We have programs like food stamps, Medicaid, and child services. Our babies get immunized against killer diseases like hepatitis, measles, whooping cough, and tetanus. The mosquitoes in the US might carry West Nile virus, but they don’t carry malaria, dengue fever, or Japanese encephalitis. We can drink water from the tap and from the water hose without fearing that we will pick up a parasite that could kill us or infect us for life. We have sewer systems and trash pick-up instead of trenches of waste running along the street that we have to step across when we enter and leave any building in town. We have closets full of shoes. We have antibiotics.
The people in Sri Lanka don’t have what we have. Not by any stretch of the imagination.
And leads me to the idea that we should help our own first because countries like Sri Lanka aren’t helping us. This was a new one for me, but here it is.
Okay. Let’s break this down.
Sri Lanka lost 38,000 people in the 2004 tsunami. They’ve lost 70,000 people to a 17-year civil war that just ended in 2009, with another 500,000 people without homes because of the conflict. I did the math, and this is fully one-third of the entire population either dead or homeless because of war or natural disaster in the last 20 years. Bring it home — what if one out of every three people in the US was dead or homeless? On top of all this human loss, their economy is in shambles. The average annual income in Sri Lanka is $2,290. And you want them to help the richest nation in the world?
I think an analogy may help.
Denying aid to Sri Lanka because they aren’t helping us first is like telling the victims of the Joplin tornado to manicure the White House lawn before we will help them rebuild. Requiring a third world country to help a first world country is like telling a child sex slave that we won’t rescue them until they send Donald Trump $100.
I don’t know how to say this tactfully, so I won’t. This idea is ludicrous. We are one of the richest nations in the world. We don’t need help. We need to be more responsible with our resources. We need to share.
We need to help people like the ones I’m visiting in Sri Lanka. They aren’t lazy, and they aren’t stupid. They are some of the most ingenious creative people I’ve ever met. They are like MacGyver, making something out of practically nothing, like the guys who climb palm trees for coconut nectar. But this isn’t a television show. This is for real.
And the thing is that they need the basics that we take for granted: things like safe drinking water, shoes, mosquito repellant, soap, toothpaste, trash pick-up, sewers, vaccines. They need hope that the way things are isn’t the way things have to stay. The kind of poverty experienced in the third world is a hopeless fatalistic poverty. They have no safety nets. Without someone extending a hand to help them up, they have no way of bettering themselves. None.
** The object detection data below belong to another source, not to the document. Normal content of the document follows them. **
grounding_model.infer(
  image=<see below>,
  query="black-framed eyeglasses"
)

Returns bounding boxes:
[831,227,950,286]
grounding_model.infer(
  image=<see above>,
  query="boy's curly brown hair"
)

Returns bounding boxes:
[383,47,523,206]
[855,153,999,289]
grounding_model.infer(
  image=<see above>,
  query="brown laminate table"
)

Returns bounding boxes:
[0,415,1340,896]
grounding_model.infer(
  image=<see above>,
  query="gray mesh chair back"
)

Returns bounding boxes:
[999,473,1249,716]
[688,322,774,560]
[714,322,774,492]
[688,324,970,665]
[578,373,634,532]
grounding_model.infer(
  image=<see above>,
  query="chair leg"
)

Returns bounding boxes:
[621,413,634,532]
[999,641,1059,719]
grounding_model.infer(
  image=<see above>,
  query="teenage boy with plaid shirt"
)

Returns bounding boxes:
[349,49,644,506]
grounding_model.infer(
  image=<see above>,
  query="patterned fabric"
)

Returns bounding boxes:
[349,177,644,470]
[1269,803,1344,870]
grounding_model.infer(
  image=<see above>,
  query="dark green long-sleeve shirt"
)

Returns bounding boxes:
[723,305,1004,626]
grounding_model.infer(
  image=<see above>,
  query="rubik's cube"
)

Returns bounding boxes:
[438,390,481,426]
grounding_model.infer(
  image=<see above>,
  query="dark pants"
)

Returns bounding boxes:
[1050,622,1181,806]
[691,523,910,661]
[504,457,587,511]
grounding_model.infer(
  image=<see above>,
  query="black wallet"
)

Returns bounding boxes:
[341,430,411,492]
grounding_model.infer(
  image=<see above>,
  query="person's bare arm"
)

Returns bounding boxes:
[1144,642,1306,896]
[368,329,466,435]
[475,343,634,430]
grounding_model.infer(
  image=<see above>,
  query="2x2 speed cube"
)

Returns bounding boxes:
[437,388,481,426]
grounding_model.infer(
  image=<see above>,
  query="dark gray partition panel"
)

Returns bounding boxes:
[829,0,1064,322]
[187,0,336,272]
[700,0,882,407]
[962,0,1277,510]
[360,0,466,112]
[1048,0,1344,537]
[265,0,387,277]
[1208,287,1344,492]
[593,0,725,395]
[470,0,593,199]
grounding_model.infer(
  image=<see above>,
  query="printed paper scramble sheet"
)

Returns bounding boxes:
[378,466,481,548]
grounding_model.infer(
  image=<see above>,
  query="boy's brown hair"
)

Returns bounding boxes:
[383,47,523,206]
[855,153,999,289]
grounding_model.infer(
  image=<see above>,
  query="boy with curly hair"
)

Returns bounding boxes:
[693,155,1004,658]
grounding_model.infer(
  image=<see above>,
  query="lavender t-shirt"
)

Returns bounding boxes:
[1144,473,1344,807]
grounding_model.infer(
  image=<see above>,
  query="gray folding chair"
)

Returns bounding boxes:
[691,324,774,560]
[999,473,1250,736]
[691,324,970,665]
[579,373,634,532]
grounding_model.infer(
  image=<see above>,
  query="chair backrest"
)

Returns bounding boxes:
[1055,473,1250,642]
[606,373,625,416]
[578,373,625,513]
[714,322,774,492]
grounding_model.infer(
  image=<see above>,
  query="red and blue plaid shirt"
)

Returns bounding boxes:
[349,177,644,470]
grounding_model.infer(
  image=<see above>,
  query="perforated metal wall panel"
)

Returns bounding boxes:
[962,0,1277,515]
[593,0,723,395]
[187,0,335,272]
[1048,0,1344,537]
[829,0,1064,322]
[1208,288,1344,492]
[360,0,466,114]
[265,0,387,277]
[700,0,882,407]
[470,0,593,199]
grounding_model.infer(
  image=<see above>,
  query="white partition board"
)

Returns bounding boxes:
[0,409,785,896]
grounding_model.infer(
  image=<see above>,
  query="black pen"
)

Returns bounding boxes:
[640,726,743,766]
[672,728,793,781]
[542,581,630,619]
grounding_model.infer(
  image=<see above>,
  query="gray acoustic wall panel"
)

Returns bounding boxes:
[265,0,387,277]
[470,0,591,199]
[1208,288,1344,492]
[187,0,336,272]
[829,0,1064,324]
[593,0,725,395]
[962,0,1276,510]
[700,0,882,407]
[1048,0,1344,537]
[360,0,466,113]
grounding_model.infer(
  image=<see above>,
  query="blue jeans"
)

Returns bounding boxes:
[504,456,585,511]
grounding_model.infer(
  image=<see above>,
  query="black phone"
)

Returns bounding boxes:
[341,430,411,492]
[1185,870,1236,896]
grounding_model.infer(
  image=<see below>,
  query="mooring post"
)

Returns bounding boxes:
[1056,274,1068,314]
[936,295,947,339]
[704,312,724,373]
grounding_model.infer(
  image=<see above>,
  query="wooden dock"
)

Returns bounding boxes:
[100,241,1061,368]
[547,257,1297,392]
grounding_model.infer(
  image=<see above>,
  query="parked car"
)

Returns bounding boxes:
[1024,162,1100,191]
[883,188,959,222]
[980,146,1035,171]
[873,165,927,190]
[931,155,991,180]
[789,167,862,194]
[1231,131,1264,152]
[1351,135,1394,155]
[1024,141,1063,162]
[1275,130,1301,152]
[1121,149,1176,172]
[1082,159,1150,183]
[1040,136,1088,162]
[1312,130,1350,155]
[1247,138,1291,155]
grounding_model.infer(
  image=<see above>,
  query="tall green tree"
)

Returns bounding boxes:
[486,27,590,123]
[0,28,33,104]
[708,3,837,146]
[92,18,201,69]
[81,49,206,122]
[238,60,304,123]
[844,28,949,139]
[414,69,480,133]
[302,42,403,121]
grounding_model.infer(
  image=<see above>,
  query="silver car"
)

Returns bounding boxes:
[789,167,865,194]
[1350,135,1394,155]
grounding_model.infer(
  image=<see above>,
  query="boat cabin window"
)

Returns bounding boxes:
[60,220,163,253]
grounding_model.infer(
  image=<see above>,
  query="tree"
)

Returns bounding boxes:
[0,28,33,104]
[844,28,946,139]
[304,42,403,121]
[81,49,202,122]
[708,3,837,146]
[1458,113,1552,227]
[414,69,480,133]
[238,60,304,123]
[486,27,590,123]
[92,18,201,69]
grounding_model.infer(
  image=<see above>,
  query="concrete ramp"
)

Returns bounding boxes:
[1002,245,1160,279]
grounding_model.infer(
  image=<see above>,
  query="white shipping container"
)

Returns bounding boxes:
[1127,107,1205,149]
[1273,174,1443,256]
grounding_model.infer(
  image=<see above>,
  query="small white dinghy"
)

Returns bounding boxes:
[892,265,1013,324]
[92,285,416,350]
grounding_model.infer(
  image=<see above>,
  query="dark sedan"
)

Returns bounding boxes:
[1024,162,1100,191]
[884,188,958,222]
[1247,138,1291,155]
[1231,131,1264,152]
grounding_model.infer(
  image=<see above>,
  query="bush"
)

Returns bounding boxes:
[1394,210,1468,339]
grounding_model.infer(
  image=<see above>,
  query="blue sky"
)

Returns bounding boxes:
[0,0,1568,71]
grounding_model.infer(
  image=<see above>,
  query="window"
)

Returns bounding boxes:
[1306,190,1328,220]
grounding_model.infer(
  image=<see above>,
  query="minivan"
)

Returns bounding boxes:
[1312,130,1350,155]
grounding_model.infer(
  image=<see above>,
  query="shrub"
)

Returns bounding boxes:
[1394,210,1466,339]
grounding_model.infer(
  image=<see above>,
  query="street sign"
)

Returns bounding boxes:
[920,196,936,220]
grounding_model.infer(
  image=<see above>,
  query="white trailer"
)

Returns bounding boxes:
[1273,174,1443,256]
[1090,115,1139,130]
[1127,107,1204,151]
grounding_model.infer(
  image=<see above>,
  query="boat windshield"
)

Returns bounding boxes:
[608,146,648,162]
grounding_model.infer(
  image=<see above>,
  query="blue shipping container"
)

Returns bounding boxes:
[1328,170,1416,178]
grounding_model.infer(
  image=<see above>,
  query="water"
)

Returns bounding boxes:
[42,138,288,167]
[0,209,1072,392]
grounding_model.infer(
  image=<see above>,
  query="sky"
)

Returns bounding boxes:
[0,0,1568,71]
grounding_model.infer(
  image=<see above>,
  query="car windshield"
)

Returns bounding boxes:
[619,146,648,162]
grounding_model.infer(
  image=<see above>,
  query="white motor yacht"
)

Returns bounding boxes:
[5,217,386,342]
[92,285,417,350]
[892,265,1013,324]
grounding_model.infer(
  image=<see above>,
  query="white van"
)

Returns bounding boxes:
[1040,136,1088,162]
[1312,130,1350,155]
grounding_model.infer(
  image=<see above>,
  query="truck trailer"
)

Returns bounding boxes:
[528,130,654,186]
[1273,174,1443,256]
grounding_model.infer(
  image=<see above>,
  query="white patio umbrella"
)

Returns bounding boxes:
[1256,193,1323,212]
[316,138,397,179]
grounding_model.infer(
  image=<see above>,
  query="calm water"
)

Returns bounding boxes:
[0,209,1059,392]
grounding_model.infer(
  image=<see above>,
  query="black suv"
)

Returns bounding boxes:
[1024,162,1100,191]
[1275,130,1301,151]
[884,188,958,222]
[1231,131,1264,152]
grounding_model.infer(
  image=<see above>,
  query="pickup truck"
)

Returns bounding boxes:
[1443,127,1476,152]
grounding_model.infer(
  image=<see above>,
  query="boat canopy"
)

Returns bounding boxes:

This poverty is in a completely different category than the poverty in the US, where with a lot of hard work (and some help), you can get yourself out.
Now I’m not saying that we in America have it all. We have our own special kind of poverty: a poverty of generosity, of compassion, of connection and community. These are things Sri Lankans are rich with. So in that sense, supporting World Vision’s work is a give and take. We give our financial resources, and they teach us how to be good global neighbors.
Where you live should not determine if you live. Where you live should determine what you give.